When the debate turned to health care, McMorris jumped on the opportunity to mention her sponsorship in the Legislature of the Critical Access Bill, guaranteeing rural hospitals adequate Medicaid reimbursements. Barbieri stressed his experience on the board of directors of Sacred Heart Medical Center.
As throughout the campaign, McMorris’ answer to the rising cost of health care focused on medical malpractice liability reform, including caps on noneconomic damages.
Barbieri’s response, equally as practiced, was that the “sound bite” of tort reform cannot resolve a broken health care system that has left 96,000 people in the district without insurance. He called for an independent board of legal and medical professionals to screen malpractice lawsuits and issue “certificates of merit” before the cases are allowed to go to trial.
While a January report by the nonpartisan Congressional Budget Office found that caps on noneconomic damages are effective in reducing the cost of malpractice premiums, such caps would have little impact on the total cost of health care. Malpractice costs amounted to $24 million in 2002, the report said, less than 2 percent of overall health care spending.
On the issue of prescription drug costs, both candidates supported the safe importation of drugs from Canada, but their agreement stopped there.
Barbieri called the Medicare prescription drug bill passed last December “the single most unjust act that Congress did last year.” He said Medicare should be allowed to bill out the cost of drugs, as the Department of Veterans Affairs is allowed to do, to get the lowest prices possible. Congress “simply price-fixed the cost of drugs under Medicare,” he said, and it did by the most partisan arm-twisting possible.

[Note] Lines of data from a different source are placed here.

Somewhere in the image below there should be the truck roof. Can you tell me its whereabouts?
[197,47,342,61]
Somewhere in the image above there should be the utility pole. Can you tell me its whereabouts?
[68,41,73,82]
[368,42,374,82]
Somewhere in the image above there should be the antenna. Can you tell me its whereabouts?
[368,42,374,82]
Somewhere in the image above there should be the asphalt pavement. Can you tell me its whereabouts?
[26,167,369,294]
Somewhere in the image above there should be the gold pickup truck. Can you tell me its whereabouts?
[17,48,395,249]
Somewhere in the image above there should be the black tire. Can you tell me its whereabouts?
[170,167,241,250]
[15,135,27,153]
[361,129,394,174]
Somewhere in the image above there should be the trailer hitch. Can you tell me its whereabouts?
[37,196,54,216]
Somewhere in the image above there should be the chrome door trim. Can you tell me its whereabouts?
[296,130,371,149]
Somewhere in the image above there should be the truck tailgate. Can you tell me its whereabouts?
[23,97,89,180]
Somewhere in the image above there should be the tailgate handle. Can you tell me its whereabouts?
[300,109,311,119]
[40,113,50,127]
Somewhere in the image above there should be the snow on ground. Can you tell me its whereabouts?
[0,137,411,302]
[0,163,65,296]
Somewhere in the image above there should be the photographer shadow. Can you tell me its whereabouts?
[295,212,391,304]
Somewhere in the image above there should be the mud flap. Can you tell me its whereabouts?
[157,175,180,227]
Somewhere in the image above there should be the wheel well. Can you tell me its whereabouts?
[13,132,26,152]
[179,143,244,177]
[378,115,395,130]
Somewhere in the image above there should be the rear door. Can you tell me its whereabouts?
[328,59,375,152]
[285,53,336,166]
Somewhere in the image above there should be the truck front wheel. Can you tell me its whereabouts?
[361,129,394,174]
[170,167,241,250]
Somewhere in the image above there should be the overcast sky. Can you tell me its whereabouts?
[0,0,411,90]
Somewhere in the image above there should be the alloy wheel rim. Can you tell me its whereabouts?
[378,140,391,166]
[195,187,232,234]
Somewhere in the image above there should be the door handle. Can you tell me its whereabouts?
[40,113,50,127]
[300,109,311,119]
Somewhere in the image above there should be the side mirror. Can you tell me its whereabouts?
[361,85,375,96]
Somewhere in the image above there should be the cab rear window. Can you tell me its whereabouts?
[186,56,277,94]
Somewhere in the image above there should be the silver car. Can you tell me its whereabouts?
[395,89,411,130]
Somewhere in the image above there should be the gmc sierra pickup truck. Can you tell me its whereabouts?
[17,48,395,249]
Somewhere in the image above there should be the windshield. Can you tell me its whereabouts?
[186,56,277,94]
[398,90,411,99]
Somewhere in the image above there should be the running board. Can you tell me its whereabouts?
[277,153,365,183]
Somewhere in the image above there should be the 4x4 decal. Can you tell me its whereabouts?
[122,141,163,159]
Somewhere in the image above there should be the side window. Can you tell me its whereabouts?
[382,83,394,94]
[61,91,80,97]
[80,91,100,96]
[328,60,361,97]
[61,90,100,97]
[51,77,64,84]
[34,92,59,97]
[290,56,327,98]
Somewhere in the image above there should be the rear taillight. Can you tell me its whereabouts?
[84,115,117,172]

McMorris said the prescription drug bill “certainly has room for improvement, but it was a step in the right direction.”
Both candidates called for stricter controls on immigration. But while McMorris specifically opposed amnesty for illegal aliens, Barbieri proposed a plan under which undocumented workers would have one year to register with the federal government and three years to leave the country and apply for legal immigration.
The Democrat and the Republican both opposed a military draft.
Given their choice of committees if elected, both would like to sit on Appropriations, an unlikely assignment for a freshman congressman. Energy and Commerce was their next choice.